TOHONAN SINTUA
(Posted by Budianto Sianturi)
Pendahuluan
Didalam
gereja atau persekutuan Kristen, “Sintua” (Penatua) dikenal sebagai
salah satu unsur pelayanan atau petugas gerejawi yang memperoleh tugas
pelayanan melalui penahbisan. Dengan penahbisan itu mereka dipilih dan
disuruh oleh Tuhan untuk menjalankan suatu tanggung jawab kristiani
yakni melayani Tuhan dan melayani sesama. Kemajuan sebuah pelayanan di
jemaat (khususnya di gereja HKBP) bukan hanya tergantung kepada
pelayanan seorang pendeta dan pelayan – pelayan yang menerima tahbisan
(pangula na gok tingki = full time). Sintua mengambil peranan yang
sangat penting dalam pelayanan di gereja.. itu sebabnya “tohonan sintua”

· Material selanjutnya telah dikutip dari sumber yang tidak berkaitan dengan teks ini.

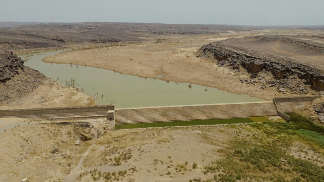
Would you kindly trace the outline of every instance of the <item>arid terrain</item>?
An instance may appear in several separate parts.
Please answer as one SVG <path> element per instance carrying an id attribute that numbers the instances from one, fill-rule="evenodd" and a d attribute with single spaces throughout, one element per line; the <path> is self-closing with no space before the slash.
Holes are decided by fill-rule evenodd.
<path id="1" fill-rule="evenodd" d="M 60 85 L 19 58 L 62 48 L 43 61 L 268 100 L 324 94 L 322 26 L 87 22 L 2 27 L 1 110 L 95 105 L 90 96 Z M 304 117 L 293 114 L 289 122 L 112 131 L 101 119 L 0 118 L 0 181 L 321 181 L 323 100 L 299 111 Z M 74 145 L 76 139 L 79 145 Z"/>

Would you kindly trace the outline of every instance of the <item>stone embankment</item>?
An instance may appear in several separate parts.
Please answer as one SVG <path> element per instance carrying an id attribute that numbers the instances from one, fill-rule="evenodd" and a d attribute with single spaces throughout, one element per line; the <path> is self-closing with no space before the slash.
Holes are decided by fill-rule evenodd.
<path id="1" fill-rule="evenodd" d="M 300 63 L 288 58 L 276 57 L 250 50 L 213 43 L 202 46 L 198 57 L 215 60 L 234 71 L 245 69 L 251 74 L 250 79 L 242 83 L 261 84 L 260 88 L 273 87 L 278 92 L 304 93 L 308 88 L 324 90 L 324 71 L 315 67 Z"/>
<path id="2" fill-rule="evenodd" d="M 272 101 L 120 108 L 115 124 L 276 116 Z"/>

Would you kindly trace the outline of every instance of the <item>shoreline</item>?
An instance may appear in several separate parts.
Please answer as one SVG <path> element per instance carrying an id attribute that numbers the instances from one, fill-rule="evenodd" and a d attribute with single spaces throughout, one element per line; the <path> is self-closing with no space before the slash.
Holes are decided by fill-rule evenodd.
<path id="1" fill-rule="evenodd" d="M 206 41 L 205 41 L 207 39 L 204 39 L 203 44 L 206 44 Z M 196 51 L 199 47 L 194 46 L 191 47 L 189 48 L 185 48 L 185 51 L 187 51 L 186 54 L 189 53 L 189 57 L 186 56 L 186 58 L 189 57 L 190 60 L 189 65 L 192 65 L 194 64 L 194 67 L 199 66 L 201 64 L 204 64 L 204 66 L 199 68 L 199 74 L 204 74 L 205 72 L 204 69 L 206 68 L 206 71 L 208 71 L 208 74 L 211 75 L 207 76 L 207 78 L 201 78 L 204 77 L 200 77 L 199 75 L 197 75 L 197 77 L 193 77 L 192 78 L 187 78 L 187 75 L 190 75 L 190 71 L 184 70 L 186 72 L 181 72 L 180 74 L 181 76 L 178 76 L 177 75 L 177 72 L 182 72 L 183 68 L 179 67 L 182 67 L 183 65 L 187 63 L 187 61 L 185 60 L 183 62 L 177 64 L 177 65 L 179 69 L 172 69 L 173 70 L 170 70 L 170 68 L 168 68 L 168 70 L 165 70 L 164 66 L 167 65 L 168 63 L 166 63 L 166 61 L 168 61 L 169 60 L 166 60 L 163 62 L 161 65 L 158 65 L 155 66 L 155 69 L 152 69 L 151 66 L 154 67 L 154 63 L 158 61 L 154 60 L 152 61 L 154 62 L 153 63 L 149 63 L 151 62 L 151 60 L 146 60 L 144 62 L 143 60 L 139 61 L 138 63 L 140 63 L 143 65 L 146 64 L 146 67 L 141 67 L 140 68 L 136 67 L 137 65 L 135 64 L 138 64 L 138 63 L 134 63 L 134 62 L 127 62 L 127 61 L 123 61 L 124 62 L 119 62 L 119 60 L 126 60 L 126 59 L 123 59 L 123 58 L 119 58 L 117 57 L 115 60 L 113 61 L 103 61 L 103 59 L 109 59 L 110 57 L 108 56 L 105 57 L 105 56 L 101 56 L 100 58 L 94 58 L 94 61 L 87 61 L 87 56 L 94 56 L 96 55 L 96 52 L 91 53 L 91 52 L 107 52 L 107 50 L 115 49 L 132 49 L 133 48 L 140 47 L 140 49 L 144 48 L 144 49 L 149 49 L 150 44 L 152 45 L 152 43 L 148 43 L 148 45 L 143 45 L 147 42 L 143 43 L 139 43 L 134 46 L 134 45 L 129 45 L 127 46 L 111 46 L 108 48 L 95 48 L 87 50 L 69 50 L 68 51 L 64 51 L 63 52 L 55 54 L 53 56 L 48 56 L 43 59 L 42 61 L 48 63 L 56 63 L 56 64 L 74 64 L 76 65 L 80 66 L 91 66 L 95 68 L 105 69 L 113 71 L 114 72 L 118 72 L 121 74 L 129 75 L 132 76 L 137 76 L 141 78 L 147 78 L 151 79 L 159 79 L 164 81 L 172 81 L 179 83 L 188 83 L 189 84 L 196 84 L 202 86 L 209 87 L 212 88 L 217 88 L 218 89 L 233 93 L 238 94 L 248 94 L 252 97 L 256 97 L 259 98 L 263 99 L 266 100 L 271 100 L 273 97 L 275 96 L 279 96 L 277 95 L 278 93 L 271 90 L 268 90 L 267 93 L 260 93 L 259 92 L 256 88 L 254 87 L 251 87 L 250 85 L 247 85 L 246 84 L 243 84 L 239 81 L 240 78 L 247 77 L 248 75 L 245 75 L 244 74 L 241 73 L 240 75 L 236 75 L 233 73 L 232 70 L 227 69 L 225 67 L 223 67 L 217 65 L 216 63 L 213 63 L 210 60 L 207 60 L 205 59 L 200 59 L 196 57 Z M 168 44 L 168 43 L 167 43 Z M 171 43 L 170 44 L 175 44 Z M 141 46 L 138 46 L 139 45 Z M 154 44 L 153 44 L 154 46 Z M 163 45 L 164 46 L 164 45 Z M 130 48 L 129 48 L 130 47 Z M 180 48 L 181 49 L 181 48 Z M 179 48 L 178 48 L 179 49 Z M 172 51 L 172 50 L 171 50 Z M 181 52 L 180 50 L 180 52 Z M 183 51 L 182 51 L 183 52 Z M 88 53 L 90 52 L 90 54 Z M 83 56 L 83 55 L 80 55 L 80 54 L 84 54 L 85 53 L 87 54 L 87 56 Z M 110 53 L 110 52 L 109 52 Z M 142 52 L 142 54 L 145 54 L 146 52 Z M 176 53 L 176 56 L 179 56 L 179 54 L 183 54 L 183 52 L 180 52 L 180 54 Z M 132 56 L 132 54 L 128 54 L 127 53 L 123 53 L 124 55 L 127 55 L 129 56 Z M 172 53 L 170 54 L 172 55 Z M 68 56 L 66 56 L 66 55 Z M 77 55 L 79 55 L 78 56 Z M 101 56 L 101 55 L 99 55 Z M 70 59 L 70 57 L 73 57 L 73 59 Z M 62 58 L 63 57 L 63 58 Z M 79 59 L 80 58 L 80 59 Z M 158 59 L 158 57 L 157 58 Z M 130 60 L 135 59 L 136 58 L 127 59 Z M 180 59 L 183 59 L 182 58 L 180 58 Z M 97 61 L 97 60 L 99 60 Z M 177 60 L 176 60 L 177 61 Z M 149 63 L 148 63 L 149 62 Z M 149 64 L 146 64 L 149 63 Z M 119 65 L 118 65 L 119 64 Z M 120 65 L 122 66 L 120 66 Z M 125 67 L 123 67 L 123 65 L 125 65 Z M 162 67 L 160 69 L 156 69 L 156 67 Z M 185 67 L 184 69 L 187 68 L 187 67 Z M 155 69 L 155 70 L 154 70 Z M 160 70 L 158 70 L 160 69 Z M 182 70 L 181 70 L 182 69 Z M 163 78 L 157 77 L 158 75 L 160 75 L 163 76 Z M 205 74 L 207 75 L 207 74 Z M 264 92 L 264 90 L 262 91 Z M 276 95 L 275 94 L 277 94 Z"/>

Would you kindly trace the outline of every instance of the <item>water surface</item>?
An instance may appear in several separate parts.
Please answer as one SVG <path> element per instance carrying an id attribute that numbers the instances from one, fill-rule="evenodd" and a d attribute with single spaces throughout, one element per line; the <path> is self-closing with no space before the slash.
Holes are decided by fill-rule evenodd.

bukan hanya sekedar pembantu (pangurupi) pendeta, guru jemaat,
Bibelvrow, Diakones.
Tohonan
sintua adalah pelayanan yang berat tanggung jawab dan tuntutannya.
Beratnya tanggung jawab seorang penatua menyebabkan beratnya pula
kualifikasi yang diharapkan dari seorang sintua.
Pengertian “Tohonan”
Menurut Pdt. DR P.W.T. Simanjuntak (mantan Ephorus HKBP periode 1992
– 1998) kata “Tohonan” ditinjau dari perspektif orang batak bersumber
dari dua suku kata yakni “toho” dan “an”. Kata “Toho” artinya tepat,
sedangkan kata “an” artinya itu. Jika kedua kata itu digabungkan maka
dapat di artikan sebagai berikut : “ lebih tepat si anu itu melakukannya
ataupun membicarakannya dari pada si Anu ini”. Tohonan maksudnya adalah
suatu pekerjaan khusus yang sangat penting yang tidak dapat
dilaksanakan atau dilakukan oleh orang lain. Pengertian “Tohonan “itdak
dapat disamakan dengan kata “ulaon” sebagai tugas yang tidak dapat
diwakilkan dan dicabut. Berbeda dengan gereja – gereja lain yang
mengartikan “tohonan” sebagai jabatan. Jabatan yang dapat di cabut dan
berperiode. Dari pengertian di atas, seorang yang menerima “tohonan”
adalah seseorang yang sangat tepat untuk suatu pekerjaan yang diembankan
kepadanya.
Tentang Nama Sintua ( Penatua)
Dari
tulisan Pdt. M.S.M. Panjaitan, MTh. Di dalam Vocatioa Dei STT HKBP
Pematang Siantar (Edisi XXXIII – XXXIV Pebruari 1992) yang disadur dari
berbagai sumber bahwa istilah yang banyak dipergunakan dalam perjanjian
lama untuk menyebut “sintua” atau penatua adalah “Zaken”.
Dalam
bahasa Yunani, sintua adalah terjemahan dari kata “presbiter” atau
presbyteros. Ada beberapa kali kata itu dipakai dalam Perjanjian Baru,
misalnya : Luk 22:66; Kis 14:23; 22:5; I Tim 4 :14; 5:19; Tit 1:5. pada
awalnya, kata “resbiter” mencakup pengertian yang sangat luas. Bahkan
Rasul Yohanes dan Rasul Petrus menyebut diri mereka sebagai “Presbiter”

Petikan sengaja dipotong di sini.